Marita: la reina de la postura del helicóptero tema ampliamente debatido que captó toda la atención. Esperemos que algún día…
Gago: con su braba a lo Geyperman pasó unos breves instantes, “pá saludar”. Se te agradece amigo, el próximo año toda la cena.
Pili: Antaño reconocida, con cariño, como “la loca” jajaja siempre dicharachera y dispuesta a ayudar a los demás, se mostró muy interesada en la del helicóptero.
Álvaro “El abogado”: una buena conversación, con él, siempre tiene lugar. Al parecer es un buen piloto de la ya famosa aeronave.

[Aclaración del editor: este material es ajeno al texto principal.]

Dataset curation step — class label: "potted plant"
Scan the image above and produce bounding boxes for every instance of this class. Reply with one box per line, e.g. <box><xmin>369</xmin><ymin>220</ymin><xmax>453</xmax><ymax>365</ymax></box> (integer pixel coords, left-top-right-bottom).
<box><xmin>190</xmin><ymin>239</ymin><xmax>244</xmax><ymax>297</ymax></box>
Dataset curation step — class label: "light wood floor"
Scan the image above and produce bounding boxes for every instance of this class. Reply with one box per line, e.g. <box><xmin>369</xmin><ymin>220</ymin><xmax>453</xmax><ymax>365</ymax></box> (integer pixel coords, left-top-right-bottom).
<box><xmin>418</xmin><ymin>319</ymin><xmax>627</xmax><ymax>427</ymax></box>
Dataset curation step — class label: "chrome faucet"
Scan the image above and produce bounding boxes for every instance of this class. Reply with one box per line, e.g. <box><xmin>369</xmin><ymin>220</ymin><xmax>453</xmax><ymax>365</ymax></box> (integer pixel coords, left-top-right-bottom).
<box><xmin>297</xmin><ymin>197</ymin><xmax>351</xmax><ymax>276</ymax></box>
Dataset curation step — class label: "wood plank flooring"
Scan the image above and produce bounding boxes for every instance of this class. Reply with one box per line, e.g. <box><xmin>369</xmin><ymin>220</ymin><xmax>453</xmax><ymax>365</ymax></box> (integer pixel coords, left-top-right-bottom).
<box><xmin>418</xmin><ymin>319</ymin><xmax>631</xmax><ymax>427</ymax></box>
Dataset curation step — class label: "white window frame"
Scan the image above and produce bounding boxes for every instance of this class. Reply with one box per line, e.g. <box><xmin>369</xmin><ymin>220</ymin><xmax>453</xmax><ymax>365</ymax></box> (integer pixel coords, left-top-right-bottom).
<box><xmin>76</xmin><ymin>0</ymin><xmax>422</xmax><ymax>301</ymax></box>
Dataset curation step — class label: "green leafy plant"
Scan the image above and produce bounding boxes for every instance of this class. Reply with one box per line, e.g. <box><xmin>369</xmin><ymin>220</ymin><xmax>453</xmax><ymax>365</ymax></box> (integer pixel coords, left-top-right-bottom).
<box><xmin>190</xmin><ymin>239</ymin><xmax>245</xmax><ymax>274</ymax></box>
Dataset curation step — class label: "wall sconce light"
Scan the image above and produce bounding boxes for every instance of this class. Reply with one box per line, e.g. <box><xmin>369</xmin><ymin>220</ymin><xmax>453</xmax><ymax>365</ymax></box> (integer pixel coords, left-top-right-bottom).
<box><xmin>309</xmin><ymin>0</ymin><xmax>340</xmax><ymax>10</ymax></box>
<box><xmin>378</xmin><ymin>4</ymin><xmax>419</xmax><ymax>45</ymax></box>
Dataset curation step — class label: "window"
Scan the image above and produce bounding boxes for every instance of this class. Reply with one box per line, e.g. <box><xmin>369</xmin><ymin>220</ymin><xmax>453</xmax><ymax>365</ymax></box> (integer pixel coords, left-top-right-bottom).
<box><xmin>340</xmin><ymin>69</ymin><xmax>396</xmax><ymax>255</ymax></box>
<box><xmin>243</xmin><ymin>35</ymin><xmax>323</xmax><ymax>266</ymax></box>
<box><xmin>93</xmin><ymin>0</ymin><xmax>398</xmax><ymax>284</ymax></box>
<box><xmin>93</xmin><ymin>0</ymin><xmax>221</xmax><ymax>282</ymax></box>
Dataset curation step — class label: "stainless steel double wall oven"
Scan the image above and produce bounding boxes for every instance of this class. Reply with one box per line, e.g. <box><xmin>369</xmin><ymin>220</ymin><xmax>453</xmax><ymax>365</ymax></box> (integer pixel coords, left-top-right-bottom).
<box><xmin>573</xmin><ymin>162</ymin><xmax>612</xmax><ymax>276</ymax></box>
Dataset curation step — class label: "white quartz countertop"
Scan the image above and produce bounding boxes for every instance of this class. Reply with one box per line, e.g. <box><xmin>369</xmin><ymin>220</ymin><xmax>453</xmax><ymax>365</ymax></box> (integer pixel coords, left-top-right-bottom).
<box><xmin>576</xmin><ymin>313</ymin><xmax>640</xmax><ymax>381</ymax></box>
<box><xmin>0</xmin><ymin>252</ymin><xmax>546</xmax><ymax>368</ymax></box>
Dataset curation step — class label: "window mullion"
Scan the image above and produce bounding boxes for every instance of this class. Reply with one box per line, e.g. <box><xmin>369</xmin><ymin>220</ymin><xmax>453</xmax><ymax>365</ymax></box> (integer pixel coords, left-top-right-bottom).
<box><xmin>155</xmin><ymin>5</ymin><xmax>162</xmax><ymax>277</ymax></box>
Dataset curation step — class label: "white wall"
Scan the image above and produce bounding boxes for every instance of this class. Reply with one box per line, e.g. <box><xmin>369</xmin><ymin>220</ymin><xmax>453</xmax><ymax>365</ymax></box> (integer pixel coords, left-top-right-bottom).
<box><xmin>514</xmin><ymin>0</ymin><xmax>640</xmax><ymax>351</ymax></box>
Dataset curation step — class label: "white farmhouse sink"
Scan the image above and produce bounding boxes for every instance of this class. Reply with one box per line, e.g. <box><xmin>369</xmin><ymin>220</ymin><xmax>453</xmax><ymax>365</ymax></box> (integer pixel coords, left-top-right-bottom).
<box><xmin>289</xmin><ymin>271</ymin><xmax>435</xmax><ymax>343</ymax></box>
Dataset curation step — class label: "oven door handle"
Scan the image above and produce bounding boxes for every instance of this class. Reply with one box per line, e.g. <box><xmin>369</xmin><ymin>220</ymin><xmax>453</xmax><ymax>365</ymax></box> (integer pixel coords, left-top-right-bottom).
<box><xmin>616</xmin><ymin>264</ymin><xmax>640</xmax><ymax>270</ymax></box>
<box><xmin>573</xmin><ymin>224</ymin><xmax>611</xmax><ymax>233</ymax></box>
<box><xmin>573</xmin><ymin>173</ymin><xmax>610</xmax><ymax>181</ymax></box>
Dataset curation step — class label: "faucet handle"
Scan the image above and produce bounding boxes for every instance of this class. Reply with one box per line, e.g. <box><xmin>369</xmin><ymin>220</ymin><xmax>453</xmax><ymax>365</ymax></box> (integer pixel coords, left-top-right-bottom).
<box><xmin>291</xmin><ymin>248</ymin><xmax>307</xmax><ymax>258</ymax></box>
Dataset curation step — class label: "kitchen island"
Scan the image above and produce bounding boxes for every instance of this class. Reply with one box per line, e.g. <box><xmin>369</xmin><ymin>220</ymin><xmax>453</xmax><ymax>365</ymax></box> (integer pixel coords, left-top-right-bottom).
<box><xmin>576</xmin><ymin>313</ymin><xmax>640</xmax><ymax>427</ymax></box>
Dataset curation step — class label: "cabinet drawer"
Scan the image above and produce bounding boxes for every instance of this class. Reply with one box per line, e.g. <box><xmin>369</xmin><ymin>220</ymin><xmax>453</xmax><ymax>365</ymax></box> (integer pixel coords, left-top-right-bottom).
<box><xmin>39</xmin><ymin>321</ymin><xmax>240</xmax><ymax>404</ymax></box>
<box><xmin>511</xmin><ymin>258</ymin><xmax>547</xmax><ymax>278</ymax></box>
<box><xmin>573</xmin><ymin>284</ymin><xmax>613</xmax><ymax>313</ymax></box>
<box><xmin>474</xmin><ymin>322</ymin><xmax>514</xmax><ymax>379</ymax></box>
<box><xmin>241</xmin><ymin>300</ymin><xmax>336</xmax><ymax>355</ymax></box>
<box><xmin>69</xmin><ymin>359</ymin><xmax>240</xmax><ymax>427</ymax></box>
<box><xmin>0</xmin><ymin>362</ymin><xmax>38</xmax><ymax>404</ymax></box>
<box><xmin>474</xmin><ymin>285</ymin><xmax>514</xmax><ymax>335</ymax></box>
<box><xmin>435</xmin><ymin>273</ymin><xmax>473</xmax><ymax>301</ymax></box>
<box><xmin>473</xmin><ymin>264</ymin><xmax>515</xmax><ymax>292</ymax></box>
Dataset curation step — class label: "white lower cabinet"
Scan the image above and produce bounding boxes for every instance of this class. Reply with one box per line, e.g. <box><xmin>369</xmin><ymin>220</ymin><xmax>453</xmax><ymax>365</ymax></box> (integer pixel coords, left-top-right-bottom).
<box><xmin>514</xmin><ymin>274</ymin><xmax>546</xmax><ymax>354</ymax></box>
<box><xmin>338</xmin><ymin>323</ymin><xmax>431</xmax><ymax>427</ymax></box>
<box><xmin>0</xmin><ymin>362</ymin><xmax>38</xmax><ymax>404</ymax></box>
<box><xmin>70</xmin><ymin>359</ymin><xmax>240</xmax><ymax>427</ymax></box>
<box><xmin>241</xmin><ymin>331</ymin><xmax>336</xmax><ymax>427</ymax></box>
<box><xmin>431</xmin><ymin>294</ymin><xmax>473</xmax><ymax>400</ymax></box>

Fátima: que acudió con un “paquete bomba” en su barriga de algo más de cinco meses, y no fruto de ninguna posturita extraña.

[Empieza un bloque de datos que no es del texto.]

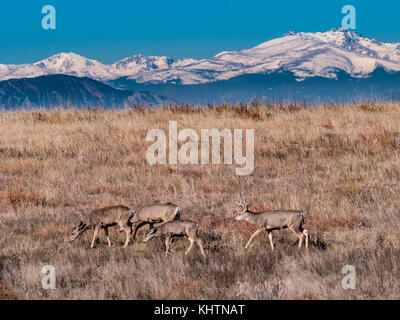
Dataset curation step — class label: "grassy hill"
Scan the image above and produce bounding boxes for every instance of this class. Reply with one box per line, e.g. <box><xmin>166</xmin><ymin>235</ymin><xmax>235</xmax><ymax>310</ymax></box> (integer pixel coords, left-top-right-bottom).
<box><xmin>0</xmin><ymin>104</ymin><xmax>400</xmax><ymax>299</ymax></box>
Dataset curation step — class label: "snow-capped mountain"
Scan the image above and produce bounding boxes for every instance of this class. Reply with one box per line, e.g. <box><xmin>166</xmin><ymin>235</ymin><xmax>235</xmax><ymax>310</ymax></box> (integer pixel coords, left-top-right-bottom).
<box><xmin>0</xmin><ymin>29</ymin><xmax>400</xmax><ymax>84</ymax></box>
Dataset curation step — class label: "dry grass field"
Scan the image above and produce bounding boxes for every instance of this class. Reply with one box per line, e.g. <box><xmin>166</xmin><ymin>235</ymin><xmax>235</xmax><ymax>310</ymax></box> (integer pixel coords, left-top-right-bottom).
<box><xmin>0</xmin><ymin>103</ymin><xmax>400</xmax><ymax>299</ymax></box>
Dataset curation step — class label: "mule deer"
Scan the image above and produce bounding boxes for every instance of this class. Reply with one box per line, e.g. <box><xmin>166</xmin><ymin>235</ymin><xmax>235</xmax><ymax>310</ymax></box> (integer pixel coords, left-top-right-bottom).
<box><xmin>143</xmin><ymin>221</ymin><xmax>206</xmax><ymax>257</ymax></box>
<box><xmin>70</xmin><ymin>206</ymin><xmax>134</xmax><ymax>248</ymax></box>
<box><xmin>130</xmin><ymin>203</ymin><xmax>181</xmax><ymax>240</ymax></box>
<box><xmin>236</xmin><ymin>203</ymin><xmax>308</xmax><ymax>250</ymax></box>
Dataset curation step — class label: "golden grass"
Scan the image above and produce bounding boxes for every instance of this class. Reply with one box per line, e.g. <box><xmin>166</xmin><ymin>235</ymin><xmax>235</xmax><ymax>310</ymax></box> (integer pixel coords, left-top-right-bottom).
<box><xmin>0</xmin><ymin>103</ymin><xmax>400</xmax><ymax>299</ymax></box>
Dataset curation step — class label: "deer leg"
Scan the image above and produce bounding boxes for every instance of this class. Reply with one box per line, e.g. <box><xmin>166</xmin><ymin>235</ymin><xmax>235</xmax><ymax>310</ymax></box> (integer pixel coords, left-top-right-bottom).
<box><xmin>288</xmin><ymin>227</ymin><xmax>304</xmax><ymax>248</ymax></box>
<box><xmin>185</xmin><ymin>238</ymin><xmax>194</xmax><ymax>256</ymax></box>
<box><xmin>104</xmin><ymin>227</ymin><xmax>111</xmax><ymax>247</ymax></box>
<box><xmin>196</xmin><ymin>239</ymin><xmax>206</xmax><ymax>258</ymax></box>
<box><xmin>303</xmin><ymin>229</ymin><xmax>308</xmax><ymax>249</ymax></box>
<box><xmin>267</xmin><ymin>231</ymin><xmax>274</xmax><ymax>251</ymax></box>
<box><xmin>90</xmin><ymin>225</ymin><xmax>100</xmax><ymax>248</ymax></box>
<box><xmin>165</xmin><ymin>236</ymin><xmax>171</xmax><ymax>256</ymax></box>
<box><xmin>133</xmin><ymin>222</ymin><xmax>146</xmax><ymax>240</ymax></box>
<box><xmin>245</xmin><ymin>229</ymin><xmax>263</xmax><ymax>249</ymax></box>
<box><xmin>124</xmin><ymin>226</ymin><xmax>132</xmax><ymax>248</ymax></box>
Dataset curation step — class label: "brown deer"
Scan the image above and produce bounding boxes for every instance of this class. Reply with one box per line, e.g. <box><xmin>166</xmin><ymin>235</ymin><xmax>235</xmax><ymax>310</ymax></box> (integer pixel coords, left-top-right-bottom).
<box><xmin>130</xmin><ymin>203</ymin><xmax>181</xmax><ymax>240</ymax></box>
<box><xmin>236</xmin><ymin>203</ymin><xmax>308</xmax><ymax>250</ymax></box>
<box><xmin>69</xmin><ymin>206</ymin><xmax>134</xmax><ymax>248</ymax></box>
<box><xmin>143</xmin><ymin>221</ymin><xmax>205</xmax><ymax>257</ymax></box>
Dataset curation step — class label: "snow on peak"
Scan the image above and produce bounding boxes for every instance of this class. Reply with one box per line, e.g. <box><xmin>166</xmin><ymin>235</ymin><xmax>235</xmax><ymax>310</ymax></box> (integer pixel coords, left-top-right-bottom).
<box><xmin>0</xmin><ymin>28</ymin><xmax>400</xmax><ymax>84</ymax></box>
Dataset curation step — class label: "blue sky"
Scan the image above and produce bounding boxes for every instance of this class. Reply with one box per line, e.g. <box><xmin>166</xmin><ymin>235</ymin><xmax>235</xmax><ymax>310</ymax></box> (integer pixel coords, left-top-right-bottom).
<box><xmin>0</xmin><ymin>0</ymin><xmax>400</xmax><ymax>64</ymax></box>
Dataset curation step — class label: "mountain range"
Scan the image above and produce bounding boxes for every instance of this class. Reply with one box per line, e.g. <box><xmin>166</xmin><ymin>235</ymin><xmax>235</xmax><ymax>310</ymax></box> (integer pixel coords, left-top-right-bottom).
<box><xmin>0</xmin><ymin>29</ymin><xmax>400</xmax><ymax>104</ymax></box>
<box><xmin>0</xmin><ymin>74</ymin><xmax>166</xmax><ymax>110</ymax></box>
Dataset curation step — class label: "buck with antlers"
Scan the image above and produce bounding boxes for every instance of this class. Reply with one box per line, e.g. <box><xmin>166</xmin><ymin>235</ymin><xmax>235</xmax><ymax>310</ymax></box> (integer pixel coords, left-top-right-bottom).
<box><xmin>236</xmin><ymin>203</ymin><xmax>308</xmax><ymax>250</ymax></box>
<box><xmin>69</xmin><ymin>206</ymin><xmax>134</xmax><ymax>248</ymax></box>
<box><xmin>130</xmin><ymin>203</ymin><xmax>181</xmax><ymax>240</ymax></box>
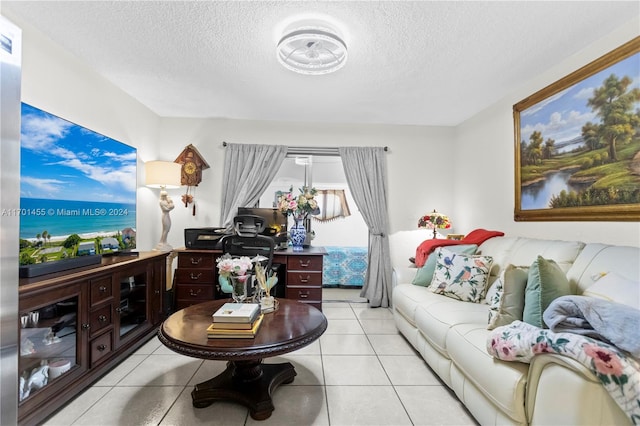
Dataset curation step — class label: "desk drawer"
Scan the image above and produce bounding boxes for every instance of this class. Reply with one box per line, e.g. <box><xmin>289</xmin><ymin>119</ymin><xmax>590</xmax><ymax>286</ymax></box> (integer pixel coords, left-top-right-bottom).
<box><xmin>176</xmin><ymin>268</ymin><xmax>215</xmax><ymax>284</ymax></box>
<box><xmin>287</xmin><ymin>256</ymin><xmax>322</xmax><ymax>271</ymax></box>
<box><xmin>176</xmin><ymin>284</ymin><xmax>214</xmax><ymax>302</ymax></box>
<box><xmin>287</xmin><ymin>287</ymin><xmax>322</xmax><ymax>303</ymax></box>
<box><xmin>287</xmin><ymin>271</ymin><xmax>322</xmax><ymax>287</ymax></box>
<box><xmin>178</xmin><ymin>253</ymin><xmax>216</xmax><ymax>269</ymax></box>
<box><xmin>91</xmin><ymin>332</ymin><xmax>113</xmax><ymax>367</ymax></box>
<box><xmin>89</xmin><ymin>304</ymin><xmax>113</xmax><ymax>336</ymax></box>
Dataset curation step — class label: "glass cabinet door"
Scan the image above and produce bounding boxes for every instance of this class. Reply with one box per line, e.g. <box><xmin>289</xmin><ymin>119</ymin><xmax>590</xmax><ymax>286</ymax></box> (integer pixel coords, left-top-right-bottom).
<box><xmin>18</xmin><ymin>295</ymin><xmax>80</xmax><ymax>402</ymax></box>
<box><xmin>116</xmin><ymin>269</ymin><xmax>147</xmax><ymax>338</ymax></box>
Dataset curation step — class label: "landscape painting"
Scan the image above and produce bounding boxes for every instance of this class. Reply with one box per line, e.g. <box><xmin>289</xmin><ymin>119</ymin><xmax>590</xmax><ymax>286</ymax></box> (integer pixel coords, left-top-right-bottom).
<box><xmin>18</xmin><ymin>103</ymin><xmax>137</xmax><ymax>265</ymax></box>
<box><xmin>514</xmin><ymin>37</ymin><xmax>640</xmax><ymax>221</ymax></box>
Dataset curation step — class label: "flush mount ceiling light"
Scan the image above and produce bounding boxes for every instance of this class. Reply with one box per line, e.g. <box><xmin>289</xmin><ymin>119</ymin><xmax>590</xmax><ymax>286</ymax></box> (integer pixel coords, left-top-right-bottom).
<box><xmin>277</xmin><ymin>28</ymin><xmax>347</xmax><ymax>75</ymax></box>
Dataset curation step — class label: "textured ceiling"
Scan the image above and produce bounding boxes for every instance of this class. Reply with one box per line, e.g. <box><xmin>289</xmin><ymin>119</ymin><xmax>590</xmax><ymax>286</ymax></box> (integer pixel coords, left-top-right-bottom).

Juan Carlos: El que más sorprendió. Nos entregó un legado de recuerdos y anécdotas de más de cinco folios, con historias de nuestros mejores años.
Aurora: también conocida como “Marcial se calentó con la cola, se marchó y me dejó sin llaves, ahora ¿cómo entro en casa?, ¿cómo lo convenzo para que mueva el rotor?
David: Su celebre frase: “Yo por un euro mato” tomó sentido cuando nos acosó para que fuéramos a comprar a su tienda, que la crisis esta “mu malamente”.
Alicia: Dispuesta a «pilotar» hasta el País de Las Maravillas es la que nunca falla y siempre acude a nuestro encuentro con la ilusión y ganas de volver a vernos.
Alvarito: Padre (o al menos eso dice) de la criatura que nos acompañó en la mesa, sin saberlo. Buen compañero, excelente maestro… aunque use unas tuercas como anillos.
Epi: Bautizado en el escrito de J. C. como «Mencey de Taganana» Discreto y callado, pero siempre buena compañía.
Elva: La organizadora. Que nos sorprendió con su maquinita de liar tabaco. Gracias por tu esfuerzo y volvernos a reunir, un año más.
Muchos son los que no vinieron, pero de todos/as nos acordamos, aunque solo fuera para sacarles el cuero y recordar las cosas, aconteceres, labios ardientes, calenturas, botellas voladoras… que quedaron en los recuerdos de nuestro paso por la Escuela. ¡Hasta el año que viene!